Some dinosaurs were adorable as a newborn puppy or kitten (although a lot of it has to do with how these adorable dinosaurs have been rendered by modern “paleo-artists”).
Discover 10 real-life dinosaurs cute enough to grace the cover of a Jurassic Hallmark card. If your teeth are starting to hurt from all these sweets, check out our list of the ugliest dinosaurs.
Despite its small size (only three feet long from head to tail and 20-30 pounds), the tuft-tailed, two-legged Chaoyangsaurus was a distant ancestor of dinosaurs like Triceratops and Pentaceratops.
Several paleontologists believe Chaoyangsaurus could have swum (which explains that structure on the back of its tail), similar to many other ‘basal’ ceratopsians of the late Jurassic and early Cretaceous periods.
Europasaurus was the smallest sauropod ever found, weighing only 1,000 to 2,000 pounds, making it the runt of the litter compared to Brachiosaurus and Apatosaurus, which weighed 20 or 30 tons each. Is there a reason why Europasaurus was so small and adorable?
According to the prevailing theory, this plant-eating dinosaur evolved in size so as not to outpace its scarce food supply – both carnivorous dinosaurs and plant-eating dinosaurs were relatively small on this island habitat.
There is no doubt that Gigantoraptor is one of those dinosaurs whose cuteness is directly proportional to the tastes of the artist who illustrates it. Gigantoraptor was not technically a raptor, but it may have had long, tufted feathers (cute) or gnarly, abrasive bristles (not so cute).
Gigantoraptor’s cuteness also depends on whether this two-ton Oviraptor relative ate small mammals or vegetarianism. There is no doubt that it was one of the biggest feathered dinosaurs of the Mesozoic Era.
As adorable as its name is, Leaellynasaura was a human-sized ornithopod of the middle Cretaceous. One of the most “awwww”-inducing qualities of this dinosaur was its large eyes, an adaptation to the darkness into which it lived for much of the year.
In addition, Leaellynasaura was named after an 8-year-old girl, the daughter of Australian paleontologist Patricia Vickers-Rich.
The gentle Ferdinand was to other bulls what Limusaurus was to other meat-eating dinosaurs.
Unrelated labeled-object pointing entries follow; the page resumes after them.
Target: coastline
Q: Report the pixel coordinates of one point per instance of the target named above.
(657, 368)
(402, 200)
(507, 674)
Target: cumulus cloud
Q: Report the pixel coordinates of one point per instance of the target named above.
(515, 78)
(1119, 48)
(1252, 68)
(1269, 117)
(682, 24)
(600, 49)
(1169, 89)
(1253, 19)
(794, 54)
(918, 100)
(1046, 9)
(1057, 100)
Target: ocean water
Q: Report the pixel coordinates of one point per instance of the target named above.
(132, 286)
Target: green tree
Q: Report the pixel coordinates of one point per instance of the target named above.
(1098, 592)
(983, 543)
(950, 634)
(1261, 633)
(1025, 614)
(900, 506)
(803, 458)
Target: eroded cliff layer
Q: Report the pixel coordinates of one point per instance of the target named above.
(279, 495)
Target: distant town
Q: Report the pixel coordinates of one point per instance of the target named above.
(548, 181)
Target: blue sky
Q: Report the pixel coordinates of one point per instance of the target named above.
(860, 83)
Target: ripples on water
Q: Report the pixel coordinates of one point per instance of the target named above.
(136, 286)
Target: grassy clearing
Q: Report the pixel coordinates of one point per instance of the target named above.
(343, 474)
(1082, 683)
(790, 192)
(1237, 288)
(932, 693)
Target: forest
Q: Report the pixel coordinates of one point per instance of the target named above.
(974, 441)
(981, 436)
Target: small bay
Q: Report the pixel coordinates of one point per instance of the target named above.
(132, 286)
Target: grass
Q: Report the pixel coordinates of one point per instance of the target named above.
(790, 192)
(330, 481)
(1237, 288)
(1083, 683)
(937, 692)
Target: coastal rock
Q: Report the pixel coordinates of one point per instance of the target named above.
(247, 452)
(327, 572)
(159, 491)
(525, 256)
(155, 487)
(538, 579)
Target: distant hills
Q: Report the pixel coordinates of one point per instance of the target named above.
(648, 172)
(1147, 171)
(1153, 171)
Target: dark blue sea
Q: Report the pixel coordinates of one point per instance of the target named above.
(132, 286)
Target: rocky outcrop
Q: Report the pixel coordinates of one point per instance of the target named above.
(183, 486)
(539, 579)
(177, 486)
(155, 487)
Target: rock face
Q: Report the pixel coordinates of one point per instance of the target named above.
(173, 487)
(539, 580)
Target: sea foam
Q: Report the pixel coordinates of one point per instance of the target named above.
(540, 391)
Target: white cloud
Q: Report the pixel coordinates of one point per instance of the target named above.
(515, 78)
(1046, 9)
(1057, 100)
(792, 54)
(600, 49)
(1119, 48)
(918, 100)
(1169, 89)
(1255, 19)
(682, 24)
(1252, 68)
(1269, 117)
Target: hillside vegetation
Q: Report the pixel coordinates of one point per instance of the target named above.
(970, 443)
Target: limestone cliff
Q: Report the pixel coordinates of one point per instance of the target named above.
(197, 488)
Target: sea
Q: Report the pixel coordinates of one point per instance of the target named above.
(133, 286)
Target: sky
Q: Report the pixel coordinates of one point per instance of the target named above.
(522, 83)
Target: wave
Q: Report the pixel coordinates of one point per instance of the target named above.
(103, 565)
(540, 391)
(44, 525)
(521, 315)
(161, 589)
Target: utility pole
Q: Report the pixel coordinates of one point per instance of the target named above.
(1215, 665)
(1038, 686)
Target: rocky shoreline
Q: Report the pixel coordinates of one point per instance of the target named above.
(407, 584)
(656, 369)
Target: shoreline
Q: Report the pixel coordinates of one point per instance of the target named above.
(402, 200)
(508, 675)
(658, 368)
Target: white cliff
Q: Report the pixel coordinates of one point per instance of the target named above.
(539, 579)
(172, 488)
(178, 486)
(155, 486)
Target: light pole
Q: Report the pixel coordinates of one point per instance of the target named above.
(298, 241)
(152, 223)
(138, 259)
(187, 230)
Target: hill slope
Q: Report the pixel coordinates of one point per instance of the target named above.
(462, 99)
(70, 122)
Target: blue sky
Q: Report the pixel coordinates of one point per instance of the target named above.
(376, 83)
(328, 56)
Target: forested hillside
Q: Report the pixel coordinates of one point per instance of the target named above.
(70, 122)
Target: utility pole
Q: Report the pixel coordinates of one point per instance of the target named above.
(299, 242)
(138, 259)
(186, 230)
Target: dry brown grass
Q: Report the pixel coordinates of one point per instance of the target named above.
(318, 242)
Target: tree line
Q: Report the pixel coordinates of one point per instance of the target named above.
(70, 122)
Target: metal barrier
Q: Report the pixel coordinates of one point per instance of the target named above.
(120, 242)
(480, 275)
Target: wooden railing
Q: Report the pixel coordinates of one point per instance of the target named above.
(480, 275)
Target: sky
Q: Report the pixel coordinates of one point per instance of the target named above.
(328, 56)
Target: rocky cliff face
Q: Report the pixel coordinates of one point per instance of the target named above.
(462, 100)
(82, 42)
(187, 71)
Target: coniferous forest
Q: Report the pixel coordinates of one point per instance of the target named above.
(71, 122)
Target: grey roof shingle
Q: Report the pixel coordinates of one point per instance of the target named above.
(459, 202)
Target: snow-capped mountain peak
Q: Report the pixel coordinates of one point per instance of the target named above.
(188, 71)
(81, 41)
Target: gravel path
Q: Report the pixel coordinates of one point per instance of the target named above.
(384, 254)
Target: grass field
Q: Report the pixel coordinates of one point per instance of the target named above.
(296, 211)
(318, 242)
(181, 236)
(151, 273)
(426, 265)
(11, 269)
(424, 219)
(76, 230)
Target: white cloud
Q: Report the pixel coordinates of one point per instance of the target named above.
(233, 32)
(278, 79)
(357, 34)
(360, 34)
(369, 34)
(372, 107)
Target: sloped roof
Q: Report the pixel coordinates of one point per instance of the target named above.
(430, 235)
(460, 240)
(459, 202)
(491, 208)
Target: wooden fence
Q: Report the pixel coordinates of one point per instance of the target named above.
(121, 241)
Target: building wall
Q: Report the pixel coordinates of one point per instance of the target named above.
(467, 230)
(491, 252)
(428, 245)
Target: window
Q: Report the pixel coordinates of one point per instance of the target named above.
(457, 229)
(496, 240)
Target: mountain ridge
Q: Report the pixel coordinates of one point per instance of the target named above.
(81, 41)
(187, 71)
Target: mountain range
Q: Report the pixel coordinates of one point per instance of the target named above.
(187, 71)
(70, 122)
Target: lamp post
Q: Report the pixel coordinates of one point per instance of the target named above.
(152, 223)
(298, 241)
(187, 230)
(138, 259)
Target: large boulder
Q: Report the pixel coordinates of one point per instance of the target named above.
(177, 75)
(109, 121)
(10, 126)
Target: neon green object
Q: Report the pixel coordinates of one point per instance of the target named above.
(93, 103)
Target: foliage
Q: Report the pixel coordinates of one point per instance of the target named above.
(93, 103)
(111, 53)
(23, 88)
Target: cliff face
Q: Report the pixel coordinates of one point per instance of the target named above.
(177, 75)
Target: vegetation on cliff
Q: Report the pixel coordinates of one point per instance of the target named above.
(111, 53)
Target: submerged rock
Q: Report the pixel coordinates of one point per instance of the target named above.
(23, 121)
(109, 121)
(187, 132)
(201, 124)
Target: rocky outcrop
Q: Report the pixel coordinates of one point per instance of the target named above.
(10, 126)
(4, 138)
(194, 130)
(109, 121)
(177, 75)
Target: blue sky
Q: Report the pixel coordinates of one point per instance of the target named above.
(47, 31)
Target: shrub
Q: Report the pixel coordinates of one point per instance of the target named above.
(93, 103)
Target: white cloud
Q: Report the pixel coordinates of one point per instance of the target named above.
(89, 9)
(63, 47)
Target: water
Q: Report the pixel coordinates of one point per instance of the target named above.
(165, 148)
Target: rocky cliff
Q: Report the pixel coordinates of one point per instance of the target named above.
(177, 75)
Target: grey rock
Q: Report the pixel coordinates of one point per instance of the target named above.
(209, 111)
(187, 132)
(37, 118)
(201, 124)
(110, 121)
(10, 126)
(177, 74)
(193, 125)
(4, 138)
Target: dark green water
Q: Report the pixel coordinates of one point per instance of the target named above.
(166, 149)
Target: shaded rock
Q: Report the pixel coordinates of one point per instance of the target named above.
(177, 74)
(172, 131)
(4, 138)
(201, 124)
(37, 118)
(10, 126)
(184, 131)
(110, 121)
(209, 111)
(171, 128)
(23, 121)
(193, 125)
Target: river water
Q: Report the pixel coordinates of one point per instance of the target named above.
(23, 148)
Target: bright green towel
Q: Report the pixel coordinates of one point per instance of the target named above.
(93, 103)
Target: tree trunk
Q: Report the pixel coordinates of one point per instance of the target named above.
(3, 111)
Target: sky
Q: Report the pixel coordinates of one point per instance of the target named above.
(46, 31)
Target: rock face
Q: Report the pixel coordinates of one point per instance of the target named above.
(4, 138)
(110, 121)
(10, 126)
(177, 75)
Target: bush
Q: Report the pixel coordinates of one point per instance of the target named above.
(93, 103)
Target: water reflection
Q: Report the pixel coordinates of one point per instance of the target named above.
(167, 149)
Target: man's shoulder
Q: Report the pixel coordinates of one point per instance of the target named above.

This Asian dinosaur probably wasn’t invited to many football games by its bigger, scarier relatives like Yangchuanosaurus and Szhechuanosaurus, which had long, tapered, toothless snouts.
There is an image of Limusaurus, a meek, 75-pound dinosaur eating dandelions and ignoring its theropod cousins’ taunts.
Mei (Chinese for “sound asleep”) was an early Cretaceous feathered theropod closely related to Troodon. Mei’s single fossil specimen was found curled up in a ball, its tail wrapped around its body and head tucked underneath its arm.
This will tug on your heartstrings. About 140 million years ago, a sudden sandstorm buried this sleeping hatchling alive (and not so adorably).
From the shortest dinosaur name (Mei, previous slide) to the longest, there is no diminution in cuteness. The name Micropachycephalosaurus means “tiny thick-headed lizard,” and that’s exactly what this dinosaur was—a five-pound pachycephalosaur that roamed late Cretaceous Asia.
Wouldn’t it be cute if two Micropachycephalosaurus males headbutted each other for dominance?
There’s no connection between its name and Mini-Me, Dr. Evil’s tiny doppelganger in the Austin Powers movies. Minmi was a wee ankylosaur, measuring only about 10 feet long and weighing 500 to 1,000 pounds.
Compared to most armored dinosaurs, this Australian dinosaur had a smaller brain than most of its breed. Since ankylosaurs weren’t exactly the brightest dinosaurs, Minmi was the Cretaceous equivalent of Baby Huey.
Though its close cousin, Therizinosaurus, gets all the attention, Nothronychus earns cuteness points for its genial, shaggy appearance (long claws, narrow snout, and prominent pot belly) and presumed herbivorous diet.
Nothronychus is also the first therizinosaur to be identified outside Asia; perhaps bigger North American dinosaurs visited Mongolia 80 million years ago and brought it home.
As one of the first prosauropods, Unaysaurus was a bipedal, plant-eating dinosaur that lived tens of millions of years before sauropods and titanosaurs.
Despite being smaller than most prosauropods that followed it (only eight feet long and 200 pounds), Unaysaurus was gentle and inoffensive enough to get its own TV show, if TVs existed in the late Triassic.